更に井ノ頭通りを西に進み、大山交差点から右斜めに延びる住宅地の路地に入ります。この辺り一帯は大山町という地番で、渋谷区でも屈指の高級住宅地です。どこかの国の大使館か機密性の高い施設かと思われるような一画があります。高い石垣とネットと木々に囲まれて中はうかがい知れません。周囲には警備員らしき人が巡回していますね。よっぽど何の施設なのか訊こうかと思いましたが止めときました。帰ってからネットで調べてみましたら、その区画全部が某企業のオーナー経営者の御殿と呼ばれる豪邸らしいとわかりました。大山町は田園調布の比ではない高級住宅地なんですね。

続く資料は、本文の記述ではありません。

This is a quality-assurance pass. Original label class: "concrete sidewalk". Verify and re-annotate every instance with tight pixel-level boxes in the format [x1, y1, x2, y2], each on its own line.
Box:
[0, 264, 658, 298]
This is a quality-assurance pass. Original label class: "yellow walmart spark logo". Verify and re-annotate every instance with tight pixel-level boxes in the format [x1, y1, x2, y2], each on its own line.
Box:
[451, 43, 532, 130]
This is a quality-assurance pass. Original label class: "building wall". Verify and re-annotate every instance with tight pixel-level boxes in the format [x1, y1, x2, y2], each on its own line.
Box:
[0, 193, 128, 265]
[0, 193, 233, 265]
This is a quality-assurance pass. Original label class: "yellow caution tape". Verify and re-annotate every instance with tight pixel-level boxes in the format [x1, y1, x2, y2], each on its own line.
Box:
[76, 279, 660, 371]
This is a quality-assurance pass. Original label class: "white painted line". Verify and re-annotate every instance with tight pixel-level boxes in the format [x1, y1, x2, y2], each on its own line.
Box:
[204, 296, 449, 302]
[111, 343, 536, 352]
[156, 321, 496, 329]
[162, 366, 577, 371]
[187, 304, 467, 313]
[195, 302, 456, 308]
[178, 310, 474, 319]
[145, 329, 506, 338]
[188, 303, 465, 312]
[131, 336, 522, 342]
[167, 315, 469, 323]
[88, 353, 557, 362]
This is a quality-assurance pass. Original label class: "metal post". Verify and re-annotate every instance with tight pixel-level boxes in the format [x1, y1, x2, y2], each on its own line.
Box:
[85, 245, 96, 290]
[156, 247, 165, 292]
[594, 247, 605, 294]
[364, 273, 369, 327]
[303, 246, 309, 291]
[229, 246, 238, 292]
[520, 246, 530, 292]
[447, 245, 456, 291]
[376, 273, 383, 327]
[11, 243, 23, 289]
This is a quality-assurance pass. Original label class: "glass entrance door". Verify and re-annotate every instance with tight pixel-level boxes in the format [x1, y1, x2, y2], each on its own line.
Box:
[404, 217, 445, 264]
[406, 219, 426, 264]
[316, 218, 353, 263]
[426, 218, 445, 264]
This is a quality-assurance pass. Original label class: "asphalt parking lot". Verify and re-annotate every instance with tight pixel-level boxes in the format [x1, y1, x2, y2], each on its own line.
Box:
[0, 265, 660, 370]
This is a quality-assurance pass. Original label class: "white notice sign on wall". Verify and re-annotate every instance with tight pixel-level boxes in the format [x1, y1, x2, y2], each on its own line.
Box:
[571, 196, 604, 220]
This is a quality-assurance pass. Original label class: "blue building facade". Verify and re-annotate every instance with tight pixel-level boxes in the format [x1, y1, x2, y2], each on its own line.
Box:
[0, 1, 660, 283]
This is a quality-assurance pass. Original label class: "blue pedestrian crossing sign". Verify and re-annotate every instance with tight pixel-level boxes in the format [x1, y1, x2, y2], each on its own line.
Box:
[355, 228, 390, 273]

豪邸から緩やかな坂を上りきったところに代々木大山公園があります。渋谷区立公園のなかで一番大きな公園で、以前は防空小緑地として整備されていました。園内には少年野球場が2面あるほか、大きなジャングルジム(工事用の足場かと思いましたよ)やすべり台もあり、多くの子どもたちの遊び場になっています。大山町の町名は、このあたりが小山のような地形だったことに由来するみたいです。そのために、北側から公園を出るには階段を下りていかなければなりません。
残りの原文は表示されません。